On the cover of this week’s Economist is a photo mashup of Facebook CEO Mark Zuckerberg as an emperor. It is a fitting image, given his company’s growing domination of online conversation.Zuckerberg as emperor

It is also a sign, one of many in recent months, that people in journalism have awoken to a potentially existential threat to the craft, among many other consequences of Facebook’s reach and clout in the information world. At the International Journalism Festival in Perugia, Italy, where a Facebook representative stonewalled questions a year ago, more than one panel has been devoted to the issue of how journalism will work if big “platform” companies—especially Facebook—control distribution.

How should we respond? From my perspective, two primary schools of thought have emerged. One is to embrace that dominance, albeit with some unease, and fully participate in Facebook’s ecosystem. Another is to persuade Facebook to take seriously its growing responsibility to help get quality journalism in front of as many people as possible.

Both of those approaches assume that Facebook is too big, too powerful to resist—that we have no alternative but to capitulate to its dominance. But if that is true, the consequences will be disastrous. We will be living in the ecosystem of a company that has repeatedly demonstrated its untrustworthiness, an enterprise that would become the primary newsstand for journalism and would be free to pick the winners via special deals with media people and tweaks of its opaque algorithms. If this is the future, we are truly screwed.

I say: no. Let’s not give up so easily. Instead, let’s resist—and find a way out of this trap.

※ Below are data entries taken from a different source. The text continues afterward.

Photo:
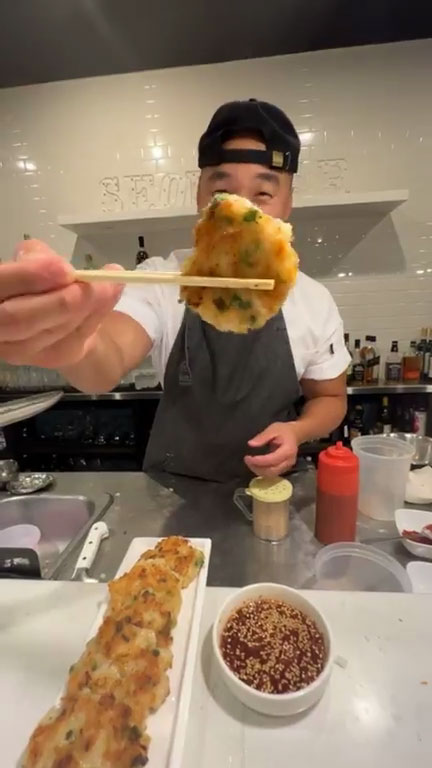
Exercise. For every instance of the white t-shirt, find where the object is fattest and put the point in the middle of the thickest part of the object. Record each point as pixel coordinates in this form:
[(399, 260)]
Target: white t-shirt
[(312, 319)]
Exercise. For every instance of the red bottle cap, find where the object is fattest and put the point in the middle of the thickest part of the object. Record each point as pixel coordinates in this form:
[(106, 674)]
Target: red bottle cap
[(338, 470)]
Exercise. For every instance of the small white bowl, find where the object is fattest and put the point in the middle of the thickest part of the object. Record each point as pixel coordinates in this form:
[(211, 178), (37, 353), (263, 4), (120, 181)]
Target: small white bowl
[(414, 520), (279, 704)]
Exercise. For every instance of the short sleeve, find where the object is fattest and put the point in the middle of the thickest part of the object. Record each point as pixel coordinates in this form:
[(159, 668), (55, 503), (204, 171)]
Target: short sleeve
[(331, 357)]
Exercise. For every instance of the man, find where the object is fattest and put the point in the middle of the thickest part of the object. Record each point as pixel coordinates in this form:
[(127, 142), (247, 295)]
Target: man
[(229, 401)]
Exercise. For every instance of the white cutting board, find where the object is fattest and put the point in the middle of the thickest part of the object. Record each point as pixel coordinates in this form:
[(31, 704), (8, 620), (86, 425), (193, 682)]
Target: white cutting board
[(43, 628)]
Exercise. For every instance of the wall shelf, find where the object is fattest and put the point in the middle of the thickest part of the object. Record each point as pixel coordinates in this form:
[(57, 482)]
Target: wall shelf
[(174, 219)]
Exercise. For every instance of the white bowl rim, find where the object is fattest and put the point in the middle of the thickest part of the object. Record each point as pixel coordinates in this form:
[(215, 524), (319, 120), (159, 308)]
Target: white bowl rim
[(283, 697), (408, 454)]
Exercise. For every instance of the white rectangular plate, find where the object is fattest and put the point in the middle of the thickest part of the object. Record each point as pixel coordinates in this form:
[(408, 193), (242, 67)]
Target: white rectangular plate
[(167, 727)]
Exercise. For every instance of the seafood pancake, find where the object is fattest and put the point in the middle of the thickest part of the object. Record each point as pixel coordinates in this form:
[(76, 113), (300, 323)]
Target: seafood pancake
[(235, 239), (144, 580), (121, 677)]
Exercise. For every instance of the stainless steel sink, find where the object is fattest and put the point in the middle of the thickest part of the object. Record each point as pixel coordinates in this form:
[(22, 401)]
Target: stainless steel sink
[(62, 520)]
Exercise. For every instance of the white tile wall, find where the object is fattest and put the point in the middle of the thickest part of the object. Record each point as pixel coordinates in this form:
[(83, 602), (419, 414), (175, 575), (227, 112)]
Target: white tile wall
[(129, 141)]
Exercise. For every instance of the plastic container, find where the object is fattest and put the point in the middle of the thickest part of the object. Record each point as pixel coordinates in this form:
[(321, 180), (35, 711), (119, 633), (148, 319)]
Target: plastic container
[(384, 468), (337, 495), (24, 535), (357, 567)]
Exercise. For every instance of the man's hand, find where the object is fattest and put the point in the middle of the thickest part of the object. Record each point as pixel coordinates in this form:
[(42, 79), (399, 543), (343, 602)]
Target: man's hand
[(283, 440), (46, 318)]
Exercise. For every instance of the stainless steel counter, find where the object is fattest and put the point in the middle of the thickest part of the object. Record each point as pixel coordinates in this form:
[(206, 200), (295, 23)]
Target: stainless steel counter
[(143, 394), (144, 507)]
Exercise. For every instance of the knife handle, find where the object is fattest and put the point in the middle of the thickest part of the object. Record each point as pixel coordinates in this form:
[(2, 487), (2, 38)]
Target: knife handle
[(96, 534)]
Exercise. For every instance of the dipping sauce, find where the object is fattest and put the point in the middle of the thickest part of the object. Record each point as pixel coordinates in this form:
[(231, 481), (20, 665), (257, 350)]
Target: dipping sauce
[(272, 646)]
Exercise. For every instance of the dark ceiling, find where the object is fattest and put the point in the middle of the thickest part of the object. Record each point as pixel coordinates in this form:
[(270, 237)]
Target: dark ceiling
[(43, 40)]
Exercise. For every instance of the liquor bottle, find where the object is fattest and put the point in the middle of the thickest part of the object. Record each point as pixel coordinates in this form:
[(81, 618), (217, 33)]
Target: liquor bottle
[(89, 261), (421, 352), (429, 376), (358, 365), (412, 363), (350, 364), (142, 254), (356, 422), (384, 424), (371, 359), (427, 355), (393, 368)]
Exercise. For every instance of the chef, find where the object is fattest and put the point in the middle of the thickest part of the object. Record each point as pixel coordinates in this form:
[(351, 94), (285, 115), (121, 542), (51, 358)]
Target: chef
[(231, 403)]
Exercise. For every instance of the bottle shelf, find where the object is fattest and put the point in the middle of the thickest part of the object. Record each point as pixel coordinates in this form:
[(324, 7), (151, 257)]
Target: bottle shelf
[(390, 389)]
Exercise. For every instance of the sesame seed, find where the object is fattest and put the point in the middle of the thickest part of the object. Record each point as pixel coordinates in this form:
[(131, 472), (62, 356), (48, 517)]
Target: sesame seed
[(272, 646)]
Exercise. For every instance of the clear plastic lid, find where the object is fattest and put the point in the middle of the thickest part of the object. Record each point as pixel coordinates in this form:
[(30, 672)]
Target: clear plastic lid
[(358, 567)]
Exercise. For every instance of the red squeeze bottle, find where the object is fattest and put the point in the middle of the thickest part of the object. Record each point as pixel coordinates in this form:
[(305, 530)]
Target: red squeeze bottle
[(337, 495)]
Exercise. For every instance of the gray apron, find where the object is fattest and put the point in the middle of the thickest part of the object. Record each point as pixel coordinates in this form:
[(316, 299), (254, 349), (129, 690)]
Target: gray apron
[(220, 390)]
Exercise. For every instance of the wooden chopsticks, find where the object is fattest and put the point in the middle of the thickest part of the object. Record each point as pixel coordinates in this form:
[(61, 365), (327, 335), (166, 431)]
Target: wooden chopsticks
[(141, 277)]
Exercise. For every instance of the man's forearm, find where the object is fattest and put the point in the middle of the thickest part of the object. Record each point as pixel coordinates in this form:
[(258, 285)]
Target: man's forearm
[(100, 370), (319, 417)]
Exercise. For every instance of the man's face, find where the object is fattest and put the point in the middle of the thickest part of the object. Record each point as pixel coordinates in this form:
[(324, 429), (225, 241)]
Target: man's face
[(268, 189)]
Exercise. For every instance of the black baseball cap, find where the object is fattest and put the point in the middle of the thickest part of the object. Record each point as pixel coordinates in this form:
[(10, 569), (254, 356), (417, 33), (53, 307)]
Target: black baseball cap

Before I explain how, let’s offer some due praise. You don’t have to trust Facebook, or approve of its “surveillance capitalism” approach to business, to recognize its staggering brilliance in other respects. The company is loaded with talent, and has become an entrepreneurial icon. It is innovative technically and quick to adapt to changing conditions. And I have no doubt that the vast majority of its employees, and some of its investors, want to do the right thing when it comes to free speech.

But Facebook is also becoming a monopoly, moving closer and closer to what Zuckerberg himself has called his goal—that Facebook should be “like electricity” in the sense of effectively being a public utility that we cannot do without.

And that’s where I’d start in helping journalists, and others, escape from its web. Here’s an early, and therefore rough, draft of the approach I’d suggest:

First, journalists should remember the proverbial first rule of getting out of a hole: stop digging. Sadly, with the advent of Facebook’s Instant Articles, a publishing platform with great allure in some ways, news organizations have abandoned their shovels and brought in heavy earth-moving machinery to dig themselves in even deeper. I’m not saying drop all connections to Facebook right now, but the dig-faster “strategy” is beyond short-sighted. It’s outright suicidal.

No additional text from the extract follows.